$$\notag \newcommand{\E}{\mathbb{E}} \newcommand{\I}{\mathbb{I}} \newcommand{\N}{\mathcal{N}} \newcommand{\ba}{\mathbf{a}} \newcommand{\bb}{\mathbf{b}} \newcommand{\bc}{\mathbf{c}} \newcommand{\be}{\mathbf{e}} \newcommand{\bm}{\mathbf{m}} \newcommand{\bmu}{{\boldsymbol{\mu}}} \newcommand{\bnu}{{\boldsymbol{\nu}}} \newcommand{\bx}{\mathbf{x}} \newcommand{\bz}{\mathbf{z}} \newcommand{\eye}{\mathbb{I}} \newcommand{\noo}[1]{\frac{1}{#1}} \newcommand{\te}{\!=\!} \newcommand{\tp}{\!+\!} \newcommand{\ttimes}{\!\times\!} $$

MLPR Tutorial Sheet 2 (Answers)

Reminders: Attempt the tutorial questions before your tutorial. We strongly recommend you discuss these questions — and the course in general — with your peers. Detailed answers will be made available after the week’s tutorials, and can be discussed further on Hypothesis.
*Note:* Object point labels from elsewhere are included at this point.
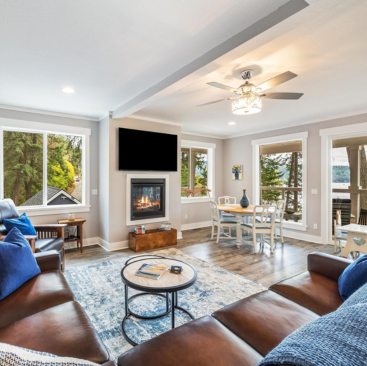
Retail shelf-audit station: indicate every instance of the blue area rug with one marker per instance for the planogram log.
(100, 291)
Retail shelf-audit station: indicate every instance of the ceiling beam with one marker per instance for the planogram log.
(140, 101)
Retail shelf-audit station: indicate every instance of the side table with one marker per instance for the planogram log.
(79, 236)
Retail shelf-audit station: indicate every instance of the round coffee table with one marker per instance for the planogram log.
(169, 283)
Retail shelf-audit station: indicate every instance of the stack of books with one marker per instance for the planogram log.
(153, 271)
(139, 229)
(166, 226)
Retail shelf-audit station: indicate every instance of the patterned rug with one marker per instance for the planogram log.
(100, 291)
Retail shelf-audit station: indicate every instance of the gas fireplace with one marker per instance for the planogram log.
(147, 199)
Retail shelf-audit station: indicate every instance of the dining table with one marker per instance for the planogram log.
(240, 213)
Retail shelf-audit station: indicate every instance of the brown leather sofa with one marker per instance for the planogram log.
(42, 315)
(242, 333)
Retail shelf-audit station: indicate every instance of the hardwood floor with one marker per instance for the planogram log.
(266, 268)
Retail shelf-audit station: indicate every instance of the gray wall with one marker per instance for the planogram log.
(91, 226)
(116, 218)
(199, 212)
(239, 151)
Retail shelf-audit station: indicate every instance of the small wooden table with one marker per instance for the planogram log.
(169, 283)
(356, 239)
(79, 236)
(240, 213)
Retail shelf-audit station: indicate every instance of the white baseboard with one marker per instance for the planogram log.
(196, 225)
(302, 236)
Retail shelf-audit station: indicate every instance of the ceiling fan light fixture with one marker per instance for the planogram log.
(247, 104)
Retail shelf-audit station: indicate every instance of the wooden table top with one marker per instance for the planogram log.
(237, 208)
(355, 228)
(167, 281)
(67, 221)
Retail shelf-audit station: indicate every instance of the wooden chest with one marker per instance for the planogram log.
(152, 239)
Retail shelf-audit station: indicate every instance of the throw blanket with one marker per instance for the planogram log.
(336, 339)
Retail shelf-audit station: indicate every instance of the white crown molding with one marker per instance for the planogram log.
(203, 135)
(48, 113)
(135, 116)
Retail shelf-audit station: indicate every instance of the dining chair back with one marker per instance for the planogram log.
(227, 200)
(220, 222)
(263, 220)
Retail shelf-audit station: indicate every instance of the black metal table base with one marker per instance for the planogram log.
(170, 308)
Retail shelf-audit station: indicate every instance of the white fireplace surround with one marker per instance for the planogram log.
(128, 198)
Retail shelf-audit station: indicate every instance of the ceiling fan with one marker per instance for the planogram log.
(248, 96)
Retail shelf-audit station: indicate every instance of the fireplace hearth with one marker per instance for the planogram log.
(147, 198)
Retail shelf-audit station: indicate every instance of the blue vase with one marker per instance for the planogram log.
(244, 201)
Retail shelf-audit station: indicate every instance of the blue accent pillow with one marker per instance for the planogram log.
(22, 223)
(353, 277)
(17, 263)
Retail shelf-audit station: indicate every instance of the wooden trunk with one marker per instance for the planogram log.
(152, 239)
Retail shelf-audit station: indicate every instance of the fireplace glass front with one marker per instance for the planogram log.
(147, 198)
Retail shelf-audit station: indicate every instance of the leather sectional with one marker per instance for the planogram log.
(42, 315)
(242, 333)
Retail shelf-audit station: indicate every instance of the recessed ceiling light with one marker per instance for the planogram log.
(68, 90)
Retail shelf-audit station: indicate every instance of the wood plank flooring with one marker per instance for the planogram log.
(287, 260)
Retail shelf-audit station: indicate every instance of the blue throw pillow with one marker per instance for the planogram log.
(353, 277)
(17, 262)
(22, 223)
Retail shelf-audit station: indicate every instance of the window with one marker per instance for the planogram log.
(197, 170)
(43, 169)
(280, 174)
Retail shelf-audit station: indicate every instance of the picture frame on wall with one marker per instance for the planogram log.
(237, 172)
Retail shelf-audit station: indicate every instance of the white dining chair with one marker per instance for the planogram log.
(227, 200)
(220, 222)
(262, 223)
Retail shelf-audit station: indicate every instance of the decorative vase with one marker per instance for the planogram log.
(244, 201)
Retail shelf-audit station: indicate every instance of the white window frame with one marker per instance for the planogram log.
(7, 124)
(327, 136)
(256, 172)
(211, 169)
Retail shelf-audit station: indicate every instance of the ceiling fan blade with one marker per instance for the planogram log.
(221, 86)
(287, 96)
(216, 101)
(276, 80)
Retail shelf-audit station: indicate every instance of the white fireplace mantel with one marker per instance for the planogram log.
(128, 198)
The two parts with entry boxes in Q3 are the “core questions”. As described in Tutorial 1, almost all of you should do more than just these.

This tutorial is largely just maths. While we ask for a small numerical experiment in the middle, there’s no real data, and no machine learning. However, throughout the course we will derive models and algorithms that use multivariate Gaussian distributions. And other machine learning methods share some of the same maths. We’ve put this material on the tutorial, because it’s useful stuff, and you need to work through it at your own pace. In the mean time, you’re also working on assignment 1, which involves some data!


  1. Warm-up exercise:

    If \(\ba\) and \(\bb\) are \(D\ttimes1\) column vectors and \(M\) is a \(D\ttimes D\) symmetric matrix, show that \[\notag\ba^\top M \bb = \bb^\top M \ba.\] You wouldn’t need to show this result in an exam unless you were explicitly asked to. In some working (like for the next question) you could just state that it’s true for symmetric \(M\).


    Answer:

    As \(\ba^\top M \bb\) is a scalar, \(\ba^\top M \bb = (\ba^\top M \bb)^\top = (M \bb)^\top \ba = \bb^\top M^\top \ba\) using the result from the background material crib-sheet \((AB)^\top = B^\top A^\top\) twice.

    Since \(M\) is symmetric, \(M^\top = M\), and hence \(\ba^\top M \bb = \bb^\top M \ba\).

    Alternatively, you could write the quadratic form as a sum of scalars, where reordering is straightforward: \[ \ba^\top M \bb = \sum_{ij} a_i M_{ij} b_j = \sum_{ij} b_j M_{ij} a_i = \sum_{ij} b_j M_{ji} a_i = \bb^\top M \ba, \] where we can swap the indices on \(M\) because it is symmetric: \(M_{ij}=M_{ji}\).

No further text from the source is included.